Keeping up with data — Week 6 reading list

5 minutes for 5 hours’ worth of reading

Source: star-history via datarevenue

ve read a lot about data infrastructure this week. Every time I dig a bit deeper, I’m amazed by the number of new tools. How can one keep up with all the development? And not even hands on, just knowing what’s out there?

Beyond that, an article about the importance of the CDO role and one about data literacy made it on the list today.

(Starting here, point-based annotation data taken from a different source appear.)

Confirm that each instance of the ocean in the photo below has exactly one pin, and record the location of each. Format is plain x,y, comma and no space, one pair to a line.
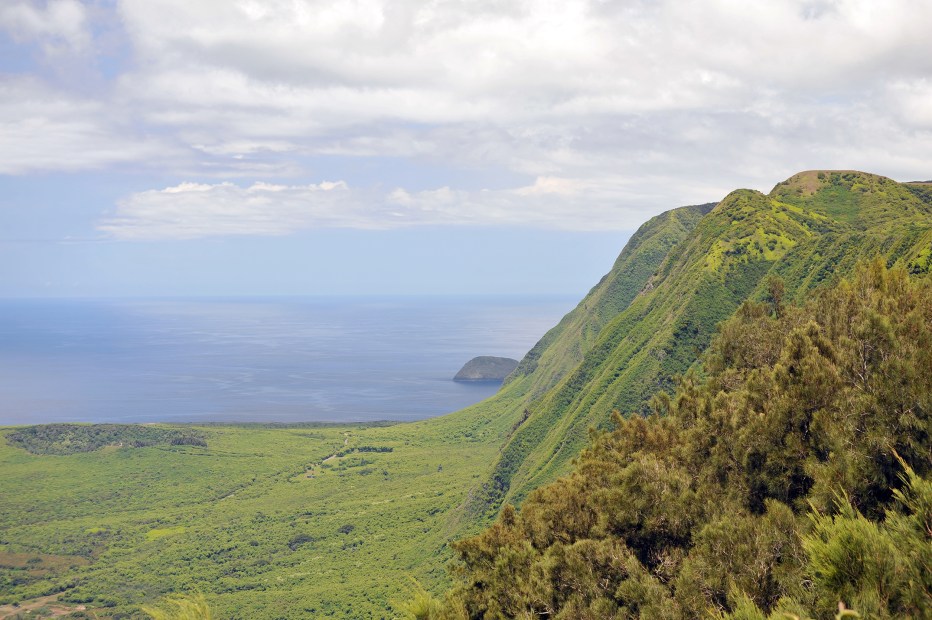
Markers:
255,360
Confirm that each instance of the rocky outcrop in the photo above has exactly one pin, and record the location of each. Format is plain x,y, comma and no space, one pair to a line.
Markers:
486,368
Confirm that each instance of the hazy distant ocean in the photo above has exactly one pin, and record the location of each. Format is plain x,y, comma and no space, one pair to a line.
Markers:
255,360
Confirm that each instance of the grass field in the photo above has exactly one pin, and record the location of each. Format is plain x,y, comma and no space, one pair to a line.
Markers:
287,522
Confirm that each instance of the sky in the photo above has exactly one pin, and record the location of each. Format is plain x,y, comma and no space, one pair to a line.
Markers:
296,147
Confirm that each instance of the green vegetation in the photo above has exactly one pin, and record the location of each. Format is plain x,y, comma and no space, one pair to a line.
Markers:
794,477
274,521
284,522
74,438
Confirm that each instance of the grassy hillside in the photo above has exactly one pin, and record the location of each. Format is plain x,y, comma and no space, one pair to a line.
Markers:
792,481
810,230
325,521
288,522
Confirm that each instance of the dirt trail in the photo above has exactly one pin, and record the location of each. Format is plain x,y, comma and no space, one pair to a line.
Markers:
55,609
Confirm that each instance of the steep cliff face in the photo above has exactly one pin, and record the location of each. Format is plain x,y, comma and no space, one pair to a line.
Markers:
682,273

  • Making the business case for a chief data officer: Increasing number of companies are appointing a CDO. But the results-oriented executives often question the business value added by a CDO and — consequently — data. Having a strong C-level champion that focuses on delivering business value through data is the way forward. Such companies treat data as a strategic asset and work decidedly and with urgency to get the most out of it. Sitting on the side lines, incurring data-related costs and using a shotgun approach to drive data initiatives is not the way forward. (MIT Sloan)
  • How to build data literacy in your company: Data literacy is a surprisingly elusive terms. Everyone has a different understanding and it’s often use as an excuse for failing data initiatives. It is an imperative for all data professionals to be able to understand business problems, solve them with data and communicate — in a clear and compelling manner — them to the rest of the organisation. If we want employees to be more data literate (whatever we mean by that) we need to give them a strong reason why. And then support them on the way to better understanding. Like data professionals need the support of business experts to understand the problems they are tasked to solve. (MIT Sloan)
  • Airflow vs. Luigi vs. Argo vs. MLFlow vs. KubeFlow: Typically, companies often need to perform many data-related tasks: clean data, train a model, deploy the model in production, …. These tasks usually need to be run in sequence — which defines a pipeline. The pipelines can be simple and linear or very complicated and inter-linked. Even though one can theoretically use standard CI/CD tools to manage them, the dynamic and interconnected nature of data and ML pipelines has resulted in a lot of new tools to better perform the job. Not sure which tool to use to ensure centralised, repeatable, reproducible, and efficient workflows? Then check out the comparison of the most popular ones. (datarevenue)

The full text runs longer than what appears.